Slashdot Mirror
Recycled Medical Records Used As Scrap Paper At Elementary School
Parents with students at Hale Elementary School in Minneapolis have found something interesting on the back of their children's pictures hanging on the fridge, detailed medical information. From the article: "Jennifer Kane was tidying her dining room when she found the drawing by her daughter, Keely, who goes to Hale Elementary School. On the back of the paper was the name, birth date and detailed medical information for a 24-year-old St. Paul woman named Paula White. 'The more I read it, the more alarmed I became about the amount of information I had about this person,' said Kane." The security lapse has been blamed on a paralegal donating the paper to the school.
I am sure the school carefully checked over the scrap paper being donated. Some teacher probably got a box full of paper, took a quick look and was just thankful her funding-starved school got some paper. Otherwise, she'd have had to buy some out of her own paycheck like many teachers do...
See my journal for slashdot ID's by year. Mine created in 2005. http://slashdot.org/journal/289875/slashdot-ids-by-year
I can tell you exactly what happened. There were two boxes next to the copier, one which was for the "special needs" children in school, and the other for materials to be shredded. Someone dumped some papers with PII into the "special need" children box when they should have gone into the shred box. Then, more documents without PII were dumped into the "special need" children box. When the school came calling for paper as they do once a month, the paralegal grabbed the "special need" children box and gave it to the school, giving the documents a cursory glance.
More than likely, the arrogant lawyer who will just dump his papers wherever because he's too busy to actually pay attention is the culprit.
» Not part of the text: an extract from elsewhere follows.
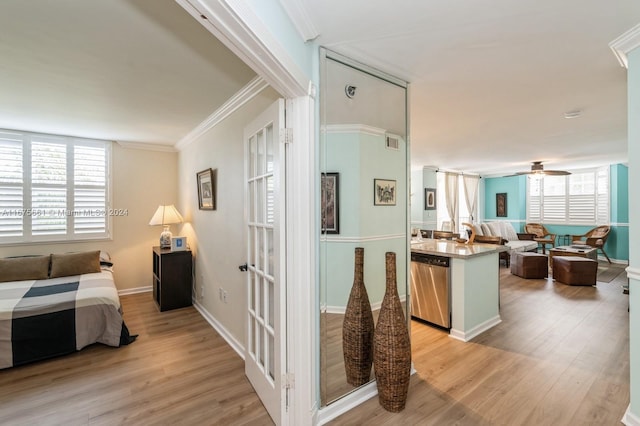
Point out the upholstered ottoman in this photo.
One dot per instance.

The poor paralegal will get the shaft, the "special need" children box will get removed, and we will all move on feeling wiser - except the "special need" children, who no longer will get paper either with or without PII.
Hoist Number One and Number Six.
You aren't going to be able to sue a medical center and get all medical records for all patients. It's unlikely that you would get any records other than your own health records.
What happened here is a pretty clear chain of events as to how it happened.
Here's the facts. Many (exact number unknown) pieces of scrap paper contained medical information. All that information originated from Sawicki and Phelps. Ms. White had hired them after she was in a car accident.
The last fact heavily suggests that these attorneys are personal injury attorneys and possibly medical malpractice attorneys. They are going to need to have the medical records for their clients in order to build a case. This leads me to believe that all medical information disclosed by them were all clients of the law firm seeking restitution for injuries sustained.
It's really not even a loophole at all. It's a possible consequence of giving your medical information to a group not covered by HIPAA.
The only difference between this and giving your medical information to the guy that gets your Starbucks in the morning is that at least lawyers have the bar association and other organizations which may keep them in line regarding private information. That and a lawyer without clients because he keeps giving out their private info would be a lawyer without clients.
"Lack of speed can be overcome. In the worst case by patience." --Znork
Really? That's somewhat appalling ... so the easiest way to sidestep these regulations is to give it to someone who isn't covered by them?
I realize that's a gross simplification, but I should think that getting information covered under such a law would extend obligations to you. This information is covered under HIPAA ... you've been given this information ... therefore you have obligations under HIPAA.
I mean, it's not like someone can give me Classified information and suddenly I'm free to do with it as I please.
Sadly, I fear my version is probably more abstract and less likely to be that way in practice.
Lost at C:>. Found at C.
Health records can contain personally identifying information (like SSN/DOB/address) which can be used for ID theft. (As an ID theft victim, trust me when I say this is *NOT* fun to clean up after.) Also, potentially embarrassing information could be revealed that was trusted to remain between doctor and patient. Working in IT in a medical organization, I can attest to the power HIPAA has over our actions. We need to keep it in mind with everything we do. People get fired for violations like looking up someone's records that they didn't have a job-related need to do. It's not a warning not to do it again with repeat offenders getting the boot. It's strike one and you're out. There will be an investigation and people will be fired.
My sci-fi novel, Ghost Thief, is now available from Amazon.com.
Oh bother. This is a law firm which deals with private information as a business. It's what they do. Every peon (non-lawyer) should always assume that every document is private, and that disclosure could lose them their jobs. They should be told this, but they should also be able to figure it out on their own.
Now there are scenarios (ex:asking permission) where someone else would be at fault. In the general case, though, the paralegal is squarely at fault. I don't want to hire a lawyer who employs that paralegal... thus one can hardly blame the law firm for not wanting to employ him/her any further.
I won't join Slashcott. OTOH, If Beta goes live, I just won't be back until it's fixed. Sorry Dice.